Most Americans associate witch hunts with the Salem witch trials of early 1690s colonial Massachusetts, in which more than 200 people were accused, 19 ended up being executed, and several others died in jail or during interrogation. What happened in Salem, however, was not an American invention. Instead, it came about from the importation of witch hysteria from Europe, where witch persecution had started nearly a century and a half before. The Salem trials actually marked the beginning in of the end of witch trials, by calling attention to the hazards of using “spectral evidence” and creating distrust of the judicial proceedings involved.
Come join Professor Richard Kieckhefer of Northwestern University, a scholar of the late Middle Ages and leading authority on the history of witchcraft and magic, for a fascinating look at how Europe’s witch persecution began.

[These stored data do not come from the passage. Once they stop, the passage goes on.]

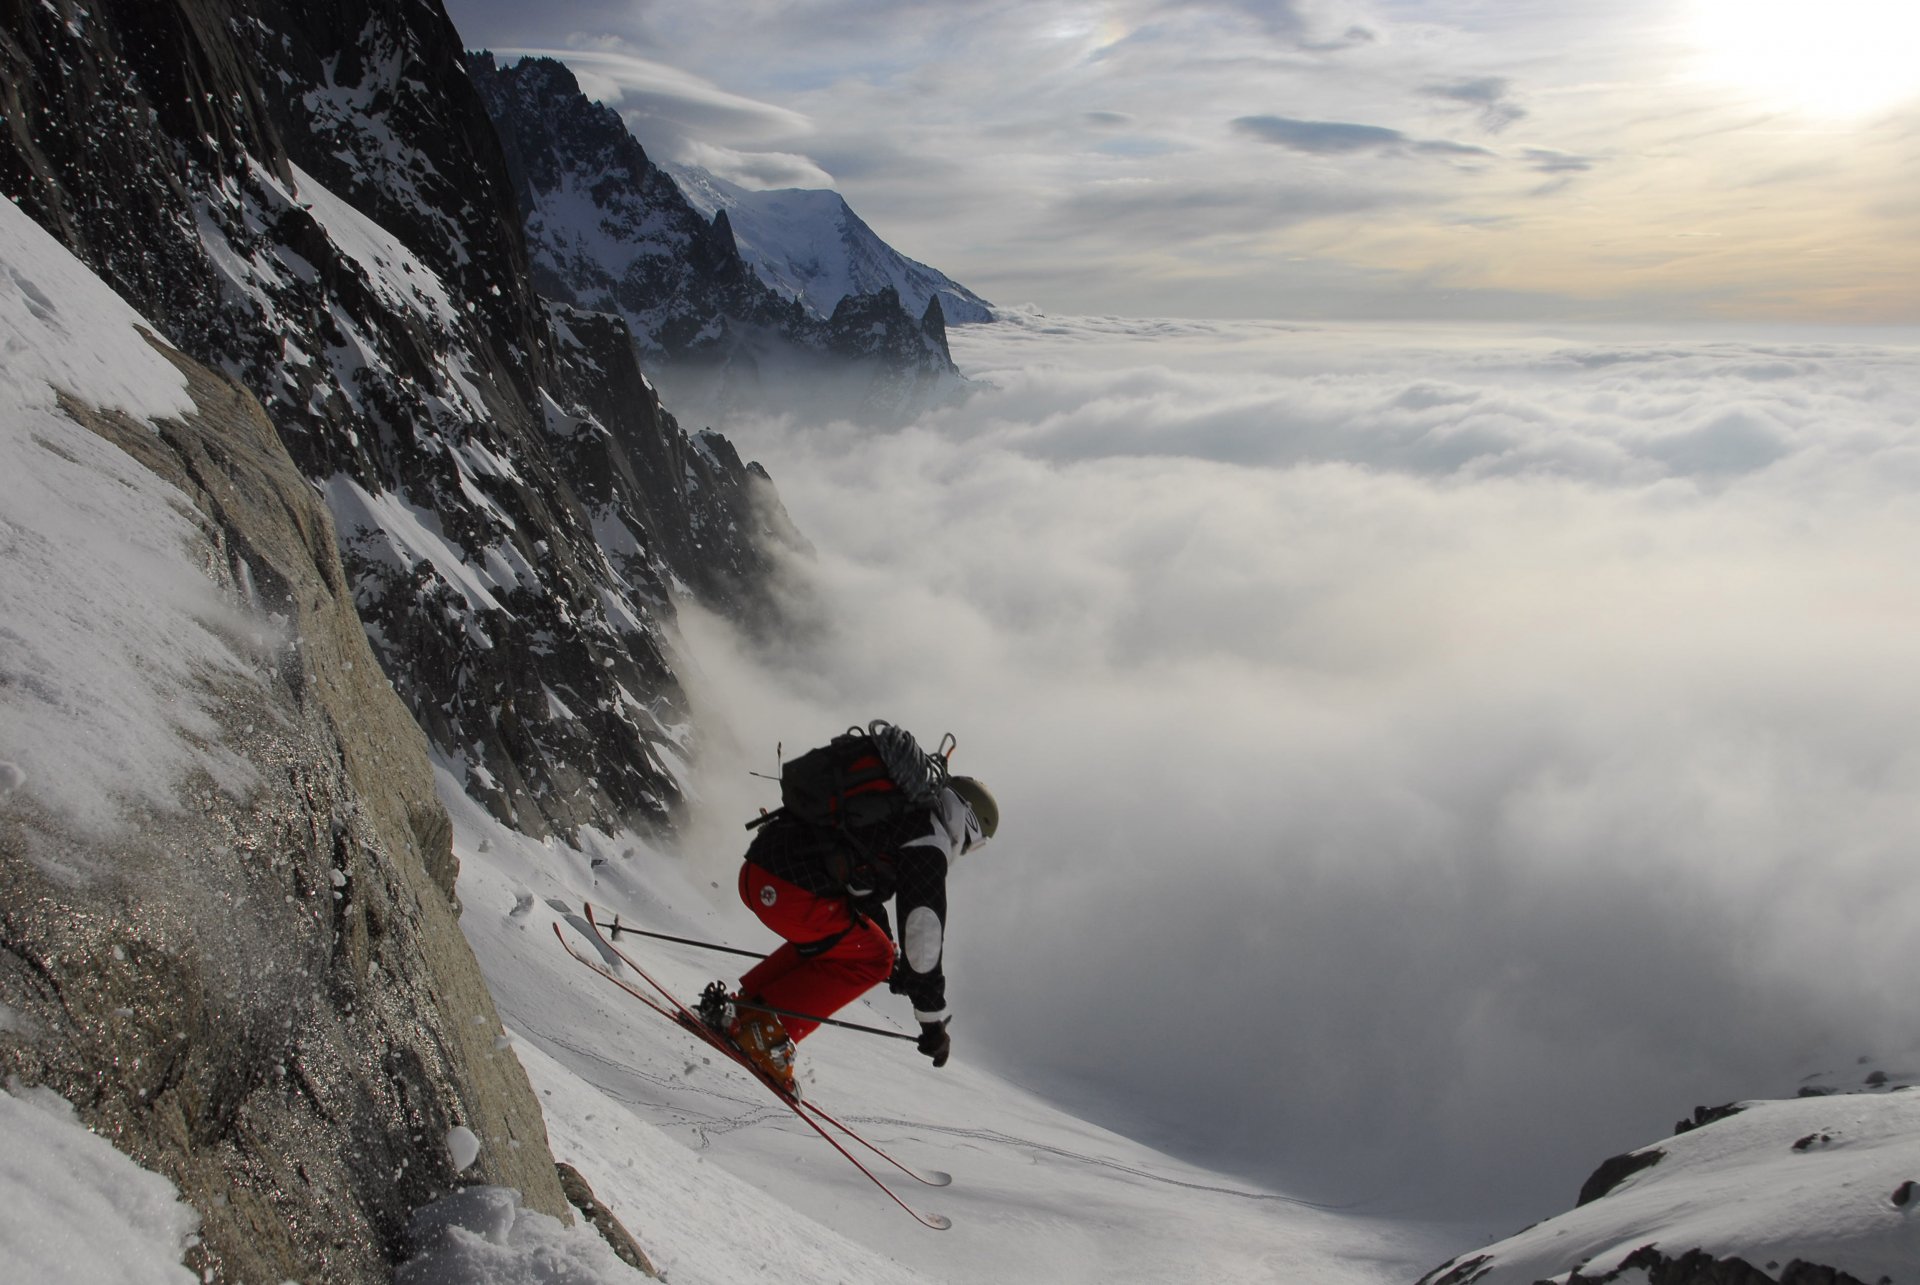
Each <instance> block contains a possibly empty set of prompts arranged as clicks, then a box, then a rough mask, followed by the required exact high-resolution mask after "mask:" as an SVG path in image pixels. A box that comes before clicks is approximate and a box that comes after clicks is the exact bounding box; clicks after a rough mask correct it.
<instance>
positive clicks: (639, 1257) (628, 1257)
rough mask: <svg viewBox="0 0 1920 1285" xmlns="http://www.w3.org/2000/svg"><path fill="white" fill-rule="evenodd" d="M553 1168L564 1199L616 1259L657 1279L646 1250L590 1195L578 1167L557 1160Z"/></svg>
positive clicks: (596, 1199) (604, 1206)
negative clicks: (554, 1165)
mask: <svg viewBox="0 0 1920 1285" xmlns="http://www.w3.org/2000/svg"><path fill="white" fill-rule="evenodd" d="M557 1168H559V1176H561V1191H564V1193H566V1200H568V1202H570V1204H572V1206H574V1208H576V1210H580V1216H582V1218H586V1220H588V1224H589V1225H591V1227H593V1229H595V1231H599V1233H601V1239H603V1241H607V1245H609V1247H611V1249H612V1252H614V1254H616V1256H618V1258H620V1262H624V1264H626V1266H630V1268H637V1270H639V1272H645V1273H647V1275H651V1277H653V1279H657V1281H659V1279H662V1277H660V1273H659V1270H657V1268H655V1266H653V1260H651V1258H647V1250H643V1249H641V1247H639V1243H637V1241H636V1239H634V1235H632V1233H630V1231H628V1229H626V1227H624V1225H622V1224H620V1220H618V1218H616V1216H614V1212H612V1210H611V1208H607V1204H605V1202H603V1200H601V1199H599V1197H597V1195H593V1187H591V1185H589V1183H588V1179H586V1177H582V1176H580V1170H576V1168H574V1166H570V1164H561V1166H557Z"/></svg>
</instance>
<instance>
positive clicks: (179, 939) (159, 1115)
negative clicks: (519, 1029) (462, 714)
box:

To get at the question of how to define a “witch trial,” he’ll look at three of the earliest cases, including the 1440 trial of Gilles de Rais, a French baron accused of conjuring demons and convicted of murdering multiple children.
He’ll also look at the factors that played a role in the rapid spread of witch hunts, including the use of torture and other inquisitorial procedures to extract false convictions, the emergence of a new mythology of witchcraft and associated fears that everyday quarrels could be linked to a pervasive conspiracies and cosmic threat, and a heavy emphasis by religious and municipal leaders on reform.
Professor Kieckhefer won’t be conjuring his statements up out of nowhere. He is the author of European Witch Trials: Their Foundations in Popular and Learned Culture, 1300-1500; Magic in the Middle Ages; Forbidden Rites: A Necromancer's Manual of the Fifteenth Century; and Hazards of the Dark Arts: Advice for Medieval Princes on Witchcraft and Magic. You'll be enchanted by the experience of listening to him.